Fig. 6.. High level of fatty acid oxidation enhances the phosphorylation of STAT6

A, IPA analysis of canonical signaling pathways in control MΦs and TAMs. The circle surface area is proportional to −log (P-value) and the color intensity of circles indicates the Z score. B, Representative western blots (upper) of 3 independent experiments and statistic result (lower) showing STAT6 phosphorylation in control MΦs and TAMs. Statistical significance was determined by two-tailed Student’s t test between indicated groups. ***, P < 0.001. C, Representative histograms showing the levels of superoxide determined by Mitosox Red (upper) and cellular ROS by DCFDA (lower) in control MΦs and TAMs. D, Representative immunoblots of JAK1 and JAK3 phosphorylation in control MΦs and TAMs. E, Representative immunoblots (lower) and quantitative result (upper) of the SHP1 phosphorylation in control MΦs and TAMs. Statistical significance was determined by two-tailed Student’s t test between indicated groups. ***, P < 0.001. F, immunoblots of the phosphorylated and total JAK1, STAT6, and SHP1 in MΦs with indicated treatment. G, Western blots of STAT6 and SHP1 phosphorylation in control MΦs and TAMs from CD36 WT and KO mice. Bar graph showing means ± SEM of 3 independent experiments. Statistical significance was determined by two-tailed Student’s t test between indicated groups. ***, P < 0.001, n.s., not significant.

Fig. 7.. Effect of fatty acid oxidation inhibition on protumor function of TAMs

A, SPEP was performed on a representative Vk*MYC-bearing CD36 WT and KO mice. Arrows indicate M protein in Vk*MYC-bearing mice. B, Survival curves of CD36 WT and KO mice bearing Vk*MYC myeloma cells. The results were analyzed by Log-rank (Mantel-Cox) test (**, P < 0.01). C, EL4 lymphoma cells were mixed with or without CD36 WT or KO TAMs at a ratio of 5:1, and then injected subcutaneously into C57BL/6J mice. Tumor growth was monitored for 7 days. Results of tumor volumes are shown as means ± SEM. (* P < 0.05) D, EL4-bearing NSG mice were treated with 50 mg/kg etomoxir intraperitoneally every two days after tumor injection.

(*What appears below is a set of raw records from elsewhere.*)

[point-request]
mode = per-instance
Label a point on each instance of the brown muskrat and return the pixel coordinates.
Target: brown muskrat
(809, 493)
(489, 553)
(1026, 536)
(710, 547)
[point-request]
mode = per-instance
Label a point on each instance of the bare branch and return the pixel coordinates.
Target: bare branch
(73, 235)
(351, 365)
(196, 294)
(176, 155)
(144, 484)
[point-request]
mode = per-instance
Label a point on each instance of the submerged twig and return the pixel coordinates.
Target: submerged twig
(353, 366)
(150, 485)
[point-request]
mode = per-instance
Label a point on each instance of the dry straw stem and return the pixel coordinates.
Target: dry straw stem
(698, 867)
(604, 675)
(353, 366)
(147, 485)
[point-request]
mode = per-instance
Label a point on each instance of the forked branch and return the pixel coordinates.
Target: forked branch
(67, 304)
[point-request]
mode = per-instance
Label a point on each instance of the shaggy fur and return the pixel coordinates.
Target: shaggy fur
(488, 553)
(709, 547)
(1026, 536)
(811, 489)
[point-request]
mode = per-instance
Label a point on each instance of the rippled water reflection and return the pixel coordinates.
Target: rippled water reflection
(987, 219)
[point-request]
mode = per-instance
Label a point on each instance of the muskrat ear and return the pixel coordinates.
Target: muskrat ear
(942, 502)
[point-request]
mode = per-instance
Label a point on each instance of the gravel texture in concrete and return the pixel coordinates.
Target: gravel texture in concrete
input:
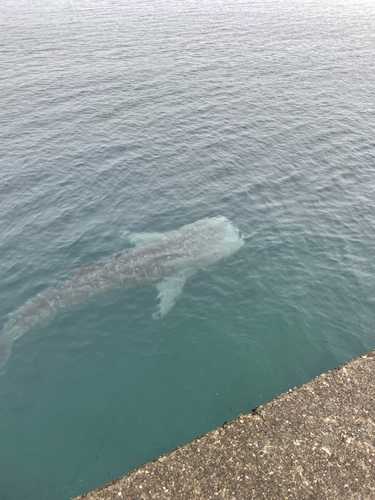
(315, 442)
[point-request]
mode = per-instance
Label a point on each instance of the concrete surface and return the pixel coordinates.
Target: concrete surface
(315, 442)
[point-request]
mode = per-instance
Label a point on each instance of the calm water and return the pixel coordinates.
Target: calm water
(120, 117)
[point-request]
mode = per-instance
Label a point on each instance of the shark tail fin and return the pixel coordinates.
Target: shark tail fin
(5, 350)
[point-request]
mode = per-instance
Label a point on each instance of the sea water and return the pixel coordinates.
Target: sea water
(143, 116)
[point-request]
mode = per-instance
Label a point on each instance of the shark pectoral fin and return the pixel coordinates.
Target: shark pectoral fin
(5, 350)
(138, 239)
(169, 290)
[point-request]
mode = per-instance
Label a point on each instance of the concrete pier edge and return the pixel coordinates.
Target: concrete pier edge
(314, 442)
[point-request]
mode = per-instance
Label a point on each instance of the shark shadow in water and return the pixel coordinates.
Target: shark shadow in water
(166, 260)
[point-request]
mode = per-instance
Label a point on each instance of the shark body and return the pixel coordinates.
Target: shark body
(162, 259)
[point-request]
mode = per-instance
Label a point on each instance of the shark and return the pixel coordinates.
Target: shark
(165, 260)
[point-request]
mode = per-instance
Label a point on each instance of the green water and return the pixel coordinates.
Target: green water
(119, 118)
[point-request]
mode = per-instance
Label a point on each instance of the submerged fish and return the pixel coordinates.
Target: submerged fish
(162, 259)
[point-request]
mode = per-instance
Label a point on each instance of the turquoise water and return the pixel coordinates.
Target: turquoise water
(123, 117)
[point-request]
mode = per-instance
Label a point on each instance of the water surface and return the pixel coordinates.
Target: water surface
(122, 117)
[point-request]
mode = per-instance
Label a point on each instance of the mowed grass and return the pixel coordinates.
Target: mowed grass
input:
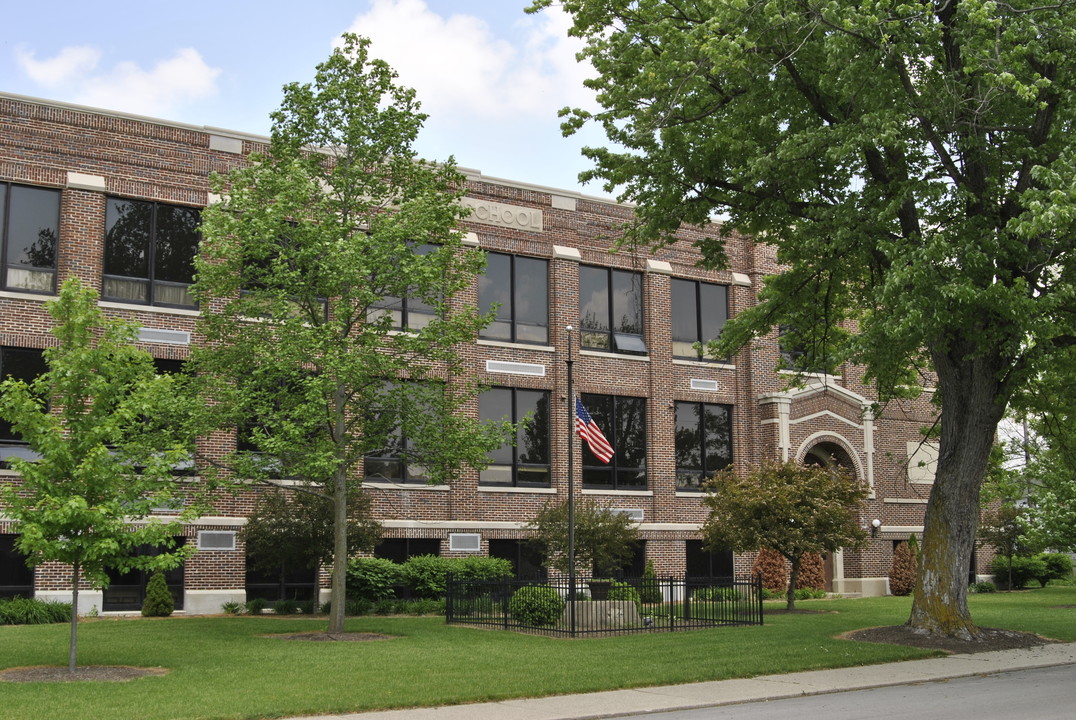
(232, 667)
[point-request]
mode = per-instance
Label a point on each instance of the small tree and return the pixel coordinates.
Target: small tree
(347, 248)
(792, 508)
(604, 537)
(902, 570)
(109, 432)
(294, 528)
(772, 567)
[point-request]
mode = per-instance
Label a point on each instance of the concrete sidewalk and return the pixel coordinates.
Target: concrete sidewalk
(728, 692)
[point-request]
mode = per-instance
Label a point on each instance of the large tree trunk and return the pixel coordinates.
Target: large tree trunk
(793, 580)
(74, 618)
(971, 411)
(338, 593)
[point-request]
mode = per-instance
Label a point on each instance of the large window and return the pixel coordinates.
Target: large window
(29, 225)
(610, 310)
(26, 365)
(396, 461)
(150, 249)
(623, 421)
(699, 311)
(519, 286)
(408, 312)
(704, 442)
(16, 577)
(524, 463)
(126, 591)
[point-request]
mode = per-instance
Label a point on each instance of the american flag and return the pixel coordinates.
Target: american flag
(588, 429)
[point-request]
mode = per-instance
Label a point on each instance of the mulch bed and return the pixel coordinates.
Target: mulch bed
(86, 673)
(990, 638)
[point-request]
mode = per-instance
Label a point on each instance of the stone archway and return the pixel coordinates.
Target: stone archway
(833, 455)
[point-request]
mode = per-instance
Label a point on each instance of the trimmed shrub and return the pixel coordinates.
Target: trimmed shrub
(1021, 570)
(285, 606)
(29, 611)
(811, 572)
(715, 594)
(256, 606)
(536, 605)
(649, 590)
(622, 591)
(158, 602)
(902, 570)
(372, 578)
(1058, 566)
(773, 568)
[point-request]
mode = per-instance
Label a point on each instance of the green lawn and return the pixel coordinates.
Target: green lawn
(226, 667)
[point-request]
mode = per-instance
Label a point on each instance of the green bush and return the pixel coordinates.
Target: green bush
(231, 607)
(622, 591)
(713, 594)
(158, 602)
(649, 590)
(257, 605)
(285, 606)
(1023, 569)
(29, 611)
(536, 605)
(1059, 566)
(372, 578)
(425, 575)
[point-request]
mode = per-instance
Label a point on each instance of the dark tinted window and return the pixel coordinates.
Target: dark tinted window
(29, 227)
(704, 442)
(526, 463)
(149, 252)
(610, 310)
(699, 311)
(519, 286)
(623, 421)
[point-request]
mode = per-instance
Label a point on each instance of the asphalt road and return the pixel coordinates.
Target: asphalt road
(1047, 693)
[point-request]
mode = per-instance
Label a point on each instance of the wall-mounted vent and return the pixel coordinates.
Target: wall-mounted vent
(211, 539)
(465, 542)
(515, 368)
(167, 337)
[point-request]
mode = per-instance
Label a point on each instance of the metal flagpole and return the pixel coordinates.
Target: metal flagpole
(571, 492)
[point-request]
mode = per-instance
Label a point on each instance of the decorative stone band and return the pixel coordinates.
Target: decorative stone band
(504, 215)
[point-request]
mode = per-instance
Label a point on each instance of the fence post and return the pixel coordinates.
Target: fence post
(448, 597)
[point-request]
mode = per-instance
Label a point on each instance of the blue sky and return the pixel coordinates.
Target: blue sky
(490, 76)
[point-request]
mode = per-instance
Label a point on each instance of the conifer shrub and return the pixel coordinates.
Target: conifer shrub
(158, 602)
(773, 568)
(902, 570)
(811, 572)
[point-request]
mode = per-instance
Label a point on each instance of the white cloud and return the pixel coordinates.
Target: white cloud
(69, 65)
(127, 86)
(464, 70)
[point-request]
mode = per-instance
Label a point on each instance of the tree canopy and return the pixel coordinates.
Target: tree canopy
(331, 266)
(109, 434)
(791, 508)
(912, 165)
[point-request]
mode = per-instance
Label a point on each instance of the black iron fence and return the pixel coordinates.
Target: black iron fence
(605, 606)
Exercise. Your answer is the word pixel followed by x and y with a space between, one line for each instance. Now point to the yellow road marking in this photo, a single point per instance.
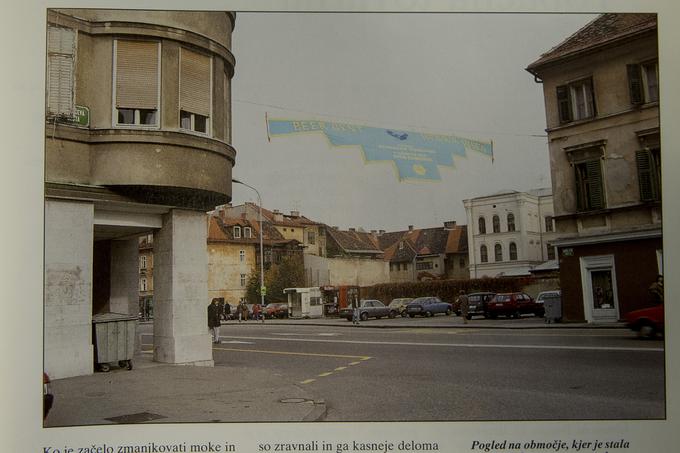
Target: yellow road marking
pixel 309 354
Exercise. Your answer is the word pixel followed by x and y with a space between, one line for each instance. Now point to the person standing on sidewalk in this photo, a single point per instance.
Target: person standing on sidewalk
pixel 214 320
pixel 464 305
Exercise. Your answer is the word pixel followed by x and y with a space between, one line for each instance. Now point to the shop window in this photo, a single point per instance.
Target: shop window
pixel 137 82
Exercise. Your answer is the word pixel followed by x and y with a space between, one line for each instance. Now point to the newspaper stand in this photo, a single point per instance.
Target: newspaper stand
pixel 114 339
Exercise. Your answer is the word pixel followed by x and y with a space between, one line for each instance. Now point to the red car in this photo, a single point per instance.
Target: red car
pixel 513 305
pixel 647 322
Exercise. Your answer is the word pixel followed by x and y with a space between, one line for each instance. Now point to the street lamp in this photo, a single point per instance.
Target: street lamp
pixel 259 202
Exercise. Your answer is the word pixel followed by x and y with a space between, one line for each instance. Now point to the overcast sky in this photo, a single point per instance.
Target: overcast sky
pixel 452 74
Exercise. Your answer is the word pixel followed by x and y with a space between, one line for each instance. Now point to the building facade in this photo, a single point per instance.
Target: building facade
pixel 601 90
pixel 137 142
pixel 509 233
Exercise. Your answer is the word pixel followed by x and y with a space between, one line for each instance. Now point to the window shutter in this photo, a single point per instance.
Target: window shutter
pixel 194 95
pixel 635 84
pixel 646 175
pixel 60 71
pixel 137 74
pixel 595 194
pixel 563 104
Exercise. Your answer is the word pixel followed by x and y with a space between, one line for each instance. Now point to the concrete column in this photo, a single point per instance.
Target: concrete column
pixel 181 290
pixel 125 276
pixel 68 288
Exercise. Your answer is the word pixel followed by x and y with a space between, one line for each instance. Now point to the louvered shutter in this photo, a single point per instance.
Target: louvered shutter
pixel 564 104
pixel 595 193
pixel 635 84
pixel 194 93
pixel 60 71
pixel 646 175
pixel 137 74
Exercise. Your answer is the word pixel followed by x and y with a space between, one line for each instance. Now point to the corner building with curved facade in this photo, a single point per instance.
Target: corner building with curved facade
pixel 137 141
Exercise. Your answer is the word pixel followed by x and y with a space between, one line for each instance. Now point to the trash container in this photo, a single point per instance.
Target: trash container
pixel 114 339
pixel 553 307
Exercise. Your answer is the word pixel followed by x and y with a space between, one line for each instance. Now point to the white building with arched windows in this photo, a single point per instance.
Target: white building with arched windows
pixel 509 233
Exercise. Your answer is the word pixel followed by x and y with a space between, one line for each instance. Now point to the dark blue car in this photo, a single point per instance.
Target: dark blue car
pixel 428 306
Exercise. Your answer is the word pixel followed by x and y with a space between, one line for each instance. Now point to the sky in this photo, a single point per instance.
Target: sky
pixel 450 74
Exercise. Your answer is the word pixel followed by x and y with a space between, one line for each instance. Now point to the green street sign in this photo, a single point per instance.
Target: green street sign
pixel 82 116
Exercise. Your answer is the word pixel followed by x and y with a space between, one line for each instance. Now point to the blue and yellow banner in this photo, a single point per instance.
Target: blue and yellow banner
pixel 416 155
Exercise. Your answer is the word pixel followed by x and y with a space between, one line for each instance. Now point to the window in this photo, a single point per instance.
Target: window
pixel 575 101
pixel 482 225
pixel 551 252
pixel 137 86
pixel 649 174
pixel 498 252
pixel 61 50
pixel 496 224
pixel 549 224
pixel 643 82
pixel 589 193
pixel 195 82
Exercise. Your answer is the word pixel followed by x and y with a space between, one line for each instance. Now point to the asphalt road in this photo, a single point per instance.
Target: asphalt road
pixel 422 374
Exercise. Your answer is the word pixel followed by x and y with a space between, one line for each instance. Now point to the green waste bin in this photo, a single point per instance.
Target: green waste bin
pixel 114 339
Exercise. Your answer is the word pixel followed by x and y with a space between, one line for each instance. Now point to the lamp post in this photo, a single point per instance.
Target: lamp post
pixel 259 202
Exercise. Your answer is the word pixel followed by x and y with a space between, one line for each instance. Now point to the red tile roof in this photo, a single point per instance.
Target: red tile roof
pixel 605 29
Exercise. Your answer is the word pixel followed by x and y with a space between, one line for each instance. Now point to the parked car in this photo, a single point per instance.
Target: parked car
pixel 647 322
pixel 48 396
pixel 513 305
pixel 477 304
pixel 428 306
pixel 400 304
pixel 276 310
pixel 369 308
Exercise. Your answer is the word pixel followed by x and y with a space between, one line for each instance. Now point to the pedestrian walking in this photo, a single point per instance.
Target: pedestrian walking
pixel 656 290
pixel 464 305
pixel 214 320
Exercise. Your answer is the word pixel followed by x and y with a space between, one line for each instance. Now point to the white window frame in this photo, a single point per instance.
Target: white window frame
pixel 137 112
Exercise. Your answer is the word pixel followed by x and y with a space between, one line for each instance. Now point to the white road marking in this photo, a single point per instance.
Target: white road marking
pixel 462 345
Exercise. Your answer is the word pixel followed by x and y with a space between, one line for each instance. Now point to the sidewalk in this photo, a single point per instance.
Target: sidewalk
pixel 161 393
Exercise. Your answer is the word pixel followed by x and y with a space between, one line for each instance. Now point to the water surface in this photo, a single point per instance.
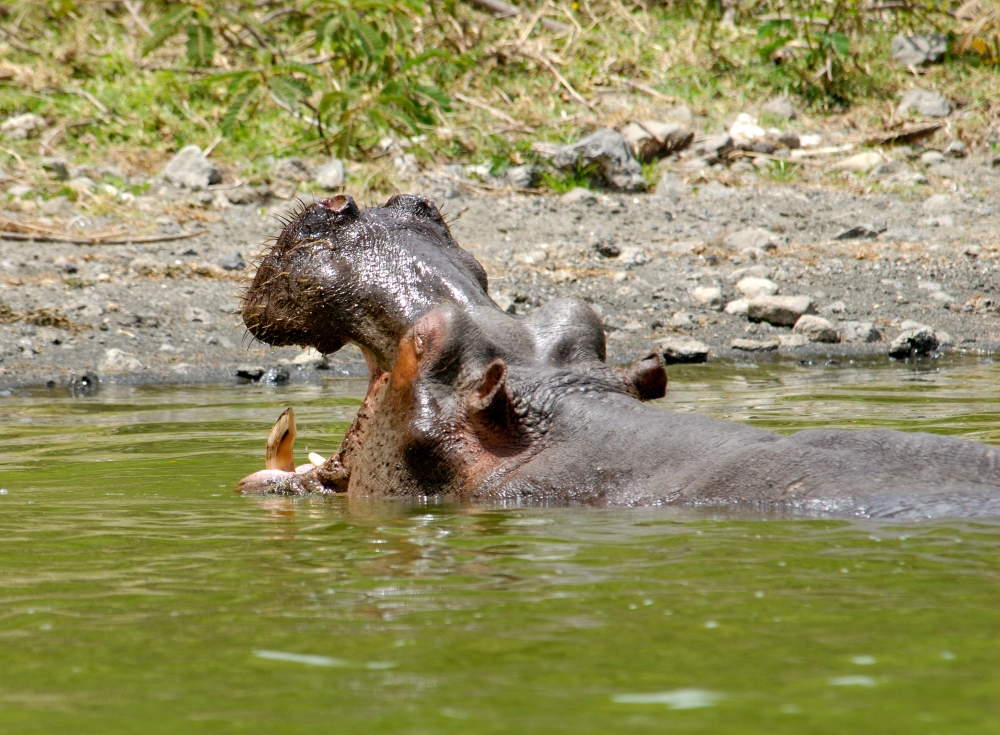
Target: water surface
pixel 138 594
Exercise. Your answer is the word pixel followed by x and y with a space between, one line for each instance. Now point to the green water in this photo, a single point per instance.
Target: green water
pixel 139 595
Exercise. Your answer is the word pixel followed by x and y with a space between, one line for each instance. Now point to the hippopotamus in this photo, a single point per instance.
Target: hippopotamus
pixel 470 404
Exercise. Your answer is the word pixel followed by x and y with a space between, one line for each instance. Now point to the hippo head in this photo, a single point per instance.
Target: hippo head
pixel 454 415
pixel 338 274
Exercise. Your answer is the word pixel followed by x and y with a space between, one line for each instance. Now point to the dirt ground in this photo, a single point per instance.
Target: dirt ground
pixel 167 312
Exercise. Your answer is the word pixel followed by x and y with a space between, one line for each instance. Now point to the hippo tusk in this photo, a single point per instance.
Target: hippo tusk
pixel 281 440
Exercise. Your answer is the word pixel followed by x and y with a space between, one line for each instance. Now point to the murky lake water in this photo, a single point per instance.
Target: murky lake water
pixel 138 594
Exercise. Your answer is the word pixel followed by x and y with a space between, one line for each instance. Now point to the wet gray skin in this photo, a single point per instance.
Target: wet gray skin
pixel 338 274
pixel 454 422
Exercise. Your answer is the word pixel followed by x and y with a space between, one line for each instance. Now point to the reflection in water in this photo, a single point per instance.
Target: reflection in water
pixel 134 586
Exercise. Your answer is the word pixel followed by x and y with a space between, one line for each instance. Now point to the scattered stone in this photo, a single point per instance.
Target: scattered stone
pixel 737 307
pixel 854 331
pixel 780 107
pixel 942 170
pixel 671 186
pixel 918 342
pixel 752 345
pixel 233 262
pixel 578 195
pixel 243 195
pixel 117 361
pixel 956 149
pixel 650 139
pixel 57 167
pixel 707 297
pixel 311 356
pixel 790 140
pixel 816 329
pixel 931 158
pixel 745 131
pixel 889 170
pixel 611 152
pixel 861 232
pixel 190 169
pixel 751 237
pixel 752 287
pixel 522 177
pixel 681 350
pixel 925 102
pixel 793 340
pixel 860 162
pixel 23 126
pixel 714 149
pixel 252 373
pixel 292 169
pixel 197 314
pixel 59 206
pixel 918 50
pixel 277 375
pixel 941 204
pixel 331 175
pixel 782 311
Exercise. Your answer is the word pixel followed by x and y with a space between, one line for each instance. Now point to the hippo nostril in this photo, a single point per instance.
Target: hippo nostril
pixel 415 205
pixel 340 204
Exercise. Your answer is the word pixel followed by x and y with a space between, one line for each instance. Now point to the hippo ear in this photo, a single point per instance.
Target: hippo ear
pixel 648 377
pixel 490 393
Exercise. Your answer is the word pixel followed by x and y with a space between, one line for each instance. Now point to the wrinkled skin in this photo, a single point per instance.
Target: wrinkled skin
pixel 470 404
pixel 338 274
pixel 453 421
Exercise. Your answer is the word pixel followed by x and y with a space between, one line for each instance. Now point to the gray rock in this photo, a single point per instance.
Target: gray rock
pixel 684 350
pixel 924 102
pixel 250 372
pixel 190 169
pixel 752 345
pixel 889 170
pixel 919 50
pixel 918 342
pixel 782 311
pixel 714 149
pixel 578 195
pixel 780 107
pixel 609 150
pixel 671 186
pixel 522 177
pixel 943 170
pixel 57 167
pixel 23 126
pixel 197 314
pixel 931 158
pixel 956 149
pixel 707 297
pixel 331 175
pixel 243 195
pixel 292 169
pixel 233 262
pixel 752 287
pixel 816 329
pixel 861 232
pixel 790 140
pixel 650 139
pixel 941 204
pixel 751 237
pixel 854 331
pixel 117 361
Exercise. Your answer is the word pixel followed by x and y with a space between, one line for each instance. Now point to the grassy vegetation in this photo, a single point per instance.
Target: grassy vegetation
pixel 131 82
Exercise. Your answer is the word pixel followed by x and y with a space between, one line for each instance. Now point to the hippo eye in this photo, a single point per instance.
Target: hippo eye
pixel 417 206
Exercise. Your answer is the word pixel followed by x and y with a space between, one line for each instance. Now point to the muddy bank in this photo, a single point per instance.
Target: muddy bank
pixel 660 268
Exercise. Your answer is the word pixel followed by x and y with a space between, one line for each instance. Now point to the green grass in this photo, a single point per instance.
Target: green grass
pixel 231 74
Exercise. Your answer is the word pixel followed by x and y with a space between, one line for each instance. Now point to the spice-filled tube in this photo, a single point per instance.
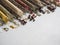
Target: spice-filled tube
pixel 7 13
pixel 13 7
pixel 4 17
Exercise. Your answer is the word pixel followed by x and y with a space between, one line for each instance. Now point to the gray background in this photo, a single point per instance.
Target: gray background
pixel 44 31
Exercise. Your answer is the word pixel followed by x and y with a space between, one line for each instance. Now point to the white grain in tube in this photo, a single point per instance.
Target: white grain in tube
pixel 14 8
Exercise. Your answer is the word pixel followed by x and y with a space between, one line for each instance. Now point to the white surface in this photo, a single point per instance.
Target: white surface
pixel 44 31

Tumor growth was followed for 9 days. Results of tumor volumes were shown as means ± SEM. (* P < 0.05) E, Bioluminescent images of 5TGM1-luc myeloma cell-bearing NSG mice treated with 50 mg/kg etomoxir or vehicle on day 21. F, Tumor burden measured as serum concentration of IgG2b in 5TGM1-bearing mice treated with etomoxir or vehicle. Results are shown as means ± SEM. **, P < 0.01. G-H, Bioluminescent images (G) and statistic results of bioluminescent signals (H) of human MM.1S-luc cell-bearing NSG mice on day 21. Results are presented as means ± SEM. **, P < 0.01.